Always take Exlutena exactly as prescribed by your doctor or midwife. The strict timing of progestogen-only pills is critical for maintaining reliable contraceptive protection. Unlike combined pills, there is no hormone-free interval – you take one tablet every day, continuously.

How to Take the Tablets

Daily Administration

Dose: 1 tablet (0.5 mg lynestrenol) once daily

Timing: At approximately the same time every day

Administration: Swallow whole with water

Each blister pack contains 28 tablets with the day of the week printed on the back. Start each new pack by taking a tablet from the top row corresponding to the current day. Follow the arrows on the pack, taking one tablet daily until the pack is empty. When one pack is finished, start a new pack the next day – with no break between packs and without waiting for a bleed.

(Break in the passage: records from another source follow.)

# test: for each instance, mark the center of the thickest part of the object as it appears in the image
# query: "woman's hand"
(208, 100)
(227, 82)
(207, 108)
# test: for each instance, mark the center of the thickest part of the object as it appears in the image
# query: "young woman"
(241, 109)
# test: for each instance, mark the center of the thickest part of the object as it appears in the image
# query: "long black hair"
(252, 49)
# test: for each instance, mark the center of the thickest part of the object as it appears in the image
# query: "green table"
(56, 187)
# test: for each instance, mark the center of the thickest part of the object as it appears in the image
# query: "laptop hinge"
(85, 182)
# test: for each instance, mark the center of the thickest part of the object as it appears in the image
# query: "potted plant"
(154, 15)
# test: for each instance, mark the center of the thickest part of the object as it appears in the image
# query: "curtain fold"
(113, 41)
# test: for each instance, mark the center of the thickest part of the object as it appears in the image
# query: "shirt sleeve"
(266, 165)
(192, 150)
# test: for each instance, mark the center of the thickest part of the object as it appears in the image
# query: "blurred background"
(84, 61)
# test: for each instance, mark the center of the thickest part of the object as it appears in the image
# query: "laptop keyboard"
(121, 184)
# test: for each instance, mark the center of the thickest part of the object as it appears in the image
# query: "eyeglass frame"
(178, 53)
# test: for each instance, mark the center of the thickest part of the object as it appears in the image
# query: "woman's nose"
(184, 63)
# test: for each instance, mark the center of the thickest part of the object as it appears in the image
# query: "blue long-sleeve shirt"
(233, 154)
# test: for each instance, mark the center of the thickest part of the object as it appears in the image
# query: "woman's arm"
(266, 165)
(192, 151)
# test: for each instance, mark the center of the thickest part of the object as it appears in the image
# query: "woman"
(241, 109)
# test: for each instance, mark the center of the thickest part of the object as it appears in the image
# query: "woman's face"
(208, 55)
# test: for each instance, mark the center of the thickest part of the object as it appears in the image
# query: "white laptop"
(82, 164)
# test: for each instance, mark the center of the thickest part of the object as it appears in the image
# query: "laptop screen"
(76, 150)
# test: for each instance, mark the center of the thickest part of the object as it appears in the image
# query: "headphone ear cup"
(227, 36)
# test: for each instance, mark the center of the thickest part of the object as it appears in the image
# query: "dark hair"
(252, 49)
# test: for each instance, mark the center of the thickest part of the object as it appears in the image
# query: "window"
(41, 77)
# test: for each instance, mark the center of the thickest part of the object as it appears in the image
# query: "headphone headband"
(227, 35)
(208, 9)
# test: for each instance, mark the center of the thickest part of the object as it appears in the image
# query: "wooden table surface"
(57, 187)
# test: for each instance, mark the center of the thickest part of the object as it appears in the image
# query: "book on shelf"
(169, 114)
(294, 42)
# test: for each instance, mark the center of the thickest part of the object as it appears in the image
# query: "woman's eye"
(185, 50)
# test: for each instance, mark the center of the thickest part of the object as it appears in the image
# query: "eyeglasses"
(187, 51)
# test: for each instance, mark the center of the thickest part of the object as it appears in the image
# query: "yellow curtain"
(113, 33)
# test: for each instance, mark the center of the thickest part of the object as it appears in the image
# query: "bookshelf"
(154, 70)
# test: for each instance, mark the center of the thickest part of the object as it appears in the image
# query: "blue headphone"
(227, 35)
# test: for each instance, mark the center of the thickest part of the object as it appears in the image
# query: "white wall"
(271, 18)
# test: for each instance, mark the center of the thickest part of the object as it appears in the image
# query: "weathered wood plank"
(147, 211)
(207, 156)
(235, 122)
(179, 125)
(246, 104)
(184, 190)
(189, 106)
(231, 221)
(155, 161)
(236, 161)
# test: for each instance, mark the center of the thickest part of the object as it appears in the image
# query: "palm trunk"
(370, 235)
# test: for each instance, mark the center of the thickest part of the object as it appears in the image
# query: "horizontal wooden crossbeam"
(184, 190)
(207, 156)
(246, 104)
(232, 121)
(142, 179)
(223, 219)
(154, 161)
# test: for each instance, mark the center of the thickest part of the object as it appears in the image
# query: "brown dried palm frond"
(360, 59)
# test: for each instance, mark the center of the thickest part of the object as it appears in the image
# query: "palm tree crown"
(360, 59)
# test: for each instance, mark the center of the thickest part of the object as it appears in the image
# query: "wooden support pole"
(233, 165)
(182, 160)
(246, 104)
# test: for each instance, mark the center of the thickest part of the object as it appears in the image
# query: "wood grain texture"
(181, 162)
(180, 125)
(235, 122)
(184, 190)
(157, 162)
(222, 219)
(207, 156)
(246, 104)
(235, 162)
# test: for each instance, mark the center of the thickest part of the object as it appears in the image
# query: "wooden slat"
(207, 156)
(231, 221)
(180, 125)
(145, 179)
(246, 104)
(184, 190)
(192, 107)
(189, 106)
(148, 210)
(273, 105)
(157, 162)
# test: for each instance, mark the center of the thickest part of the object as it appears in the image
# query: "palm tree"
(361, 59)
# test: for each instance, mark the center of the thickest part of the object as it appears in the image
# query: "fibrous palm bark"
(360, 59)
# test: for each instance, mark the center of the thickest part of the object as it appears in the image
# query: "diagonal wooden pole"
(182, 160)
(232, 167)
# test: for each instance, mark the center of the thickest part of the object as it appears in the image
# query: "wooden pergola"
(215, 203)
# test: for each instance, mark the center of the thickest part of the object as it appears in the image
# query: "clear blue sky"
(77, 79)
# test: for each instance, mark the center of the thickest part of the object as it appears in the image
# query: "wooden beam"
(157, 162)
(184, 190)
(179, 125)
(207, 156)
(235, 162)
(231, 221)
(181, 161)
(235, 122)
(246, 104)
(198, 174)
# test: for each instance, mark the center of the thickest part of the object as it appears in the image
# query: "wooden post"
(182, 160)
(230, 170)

Starting Exlutena for the First Time

If You Have Not Used Hormonal Contraception in the Previous Month

Take the first tablet on the first day of your menstrual bleeding (day 1 of your period). This gives you immediate contraceptive protection from day 1 – no additional contraception is needed.

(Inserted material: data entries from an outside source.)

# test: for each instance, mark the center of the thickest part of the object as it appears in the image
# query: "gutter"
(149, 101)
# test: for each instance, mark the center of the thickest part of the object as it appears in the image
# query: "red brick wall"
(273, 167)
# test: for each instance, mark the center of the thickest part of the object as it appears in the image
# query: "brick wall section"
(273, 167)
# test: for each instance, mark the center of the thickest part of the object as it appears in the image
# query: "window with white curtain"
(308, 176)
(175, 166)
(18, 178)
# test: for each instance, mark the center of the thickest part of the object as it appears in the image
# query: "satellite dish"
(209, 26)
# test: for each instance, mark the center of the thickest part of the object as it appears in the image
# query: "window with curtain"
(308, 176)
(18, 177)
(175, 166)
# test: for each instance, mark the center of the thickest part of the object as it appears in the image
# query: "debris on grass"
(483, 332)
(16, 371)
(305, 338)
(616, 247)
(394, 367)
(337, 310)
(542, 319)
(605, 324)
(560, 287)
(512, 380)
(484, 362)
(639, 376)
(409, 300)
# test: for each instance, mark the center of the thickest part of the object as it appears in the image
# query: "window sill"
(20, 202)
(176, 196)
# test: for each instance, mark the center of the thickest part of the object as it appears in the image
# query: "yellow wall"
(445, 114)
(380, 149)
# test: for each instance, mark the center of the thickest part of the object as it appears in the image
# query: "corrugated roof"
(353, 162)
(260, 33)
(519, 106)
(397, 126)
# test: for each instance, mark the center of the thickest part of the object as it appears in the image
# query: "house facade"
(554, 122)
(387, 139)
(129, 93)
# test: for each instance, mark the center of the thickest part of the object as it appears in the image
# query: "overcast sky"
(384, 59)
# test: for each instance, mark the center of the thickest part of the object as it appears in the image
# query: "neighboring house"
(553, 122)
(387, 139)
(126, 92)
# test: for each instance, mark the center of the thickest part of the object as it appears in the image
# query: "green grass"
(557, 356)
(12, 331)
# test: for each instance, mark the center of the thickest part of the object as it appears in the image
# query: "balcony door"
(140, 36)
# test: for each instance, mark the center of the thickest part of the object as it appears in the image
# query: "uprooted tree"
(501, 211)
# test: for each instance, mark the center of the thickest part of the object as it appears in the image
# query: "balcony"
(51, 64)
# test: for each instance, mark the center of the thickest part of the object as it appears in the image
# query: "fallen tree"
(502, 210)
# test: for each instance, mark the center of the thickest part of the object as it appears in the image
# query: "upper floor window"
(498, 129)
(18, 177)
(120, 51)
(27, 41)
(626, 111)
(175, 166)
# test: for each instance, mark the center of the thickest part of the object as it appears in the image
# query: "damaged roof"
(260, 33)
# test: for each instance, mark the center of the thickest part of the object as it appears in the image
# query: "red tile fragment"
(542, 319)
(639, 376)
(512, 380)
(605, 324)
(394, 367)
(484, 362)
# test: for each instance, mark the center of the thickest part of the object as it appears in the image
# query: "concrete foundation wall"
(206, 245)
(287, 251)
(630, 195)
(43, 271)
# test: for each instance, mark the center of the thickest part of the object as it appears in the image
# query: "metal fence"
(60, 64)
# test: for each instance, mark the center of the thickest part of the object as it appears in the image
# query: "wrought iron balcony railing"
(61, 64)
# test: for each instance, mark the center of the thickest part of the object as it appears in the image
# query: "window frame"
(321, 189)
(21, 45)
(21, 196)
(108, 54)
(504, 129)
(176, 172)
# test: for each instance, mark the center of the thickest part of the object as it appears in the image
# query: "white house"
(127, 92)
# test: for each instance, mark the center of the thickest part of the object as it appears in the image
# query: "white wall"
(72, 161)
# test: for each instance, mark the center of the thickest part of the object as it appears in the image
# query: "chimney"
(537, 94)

You may also start on days 2–5 of your period, but you must then use additional protection (e.g. condoms) for the first 7 days.

Switching from a Combined Oral Contraceptive, Vaginal Ring, or Patch

Start Exlutena on the day after taking the last active tablet of your combined pill, or on the same day you remove your ring or patch. Do not observe the usual hormone-free interval. No additional contraception is needed if you follow these instructions.

Switching from Another Progestogen-Only Pill

You can stop the other mini-pill and start Exlutena on any day. No additional protection is needed.

Switching from an Injectable, Implant, or Hormonal IUD

Start Exlutena on the day your next injection would be due, or on the day your implant or hormonal IUD is removed.

After Childbirth

Your doctor or midwife may advise you to wait until your first normal period before starting Exlutena, or may recommend starting earlier. Follow their specific guidance.

After Miscarriage or Abortion

Your doctor or midwife will advise you on when to start. In many cases, Exlutena can be started immediately.

Missed Dose

The timing window for progestogen-only pills is narrow. If you are less than 3 hours late, take the missed tablet as soon as you remember and continue taking your pills at the normal time. Your contraceptive protection is maintained.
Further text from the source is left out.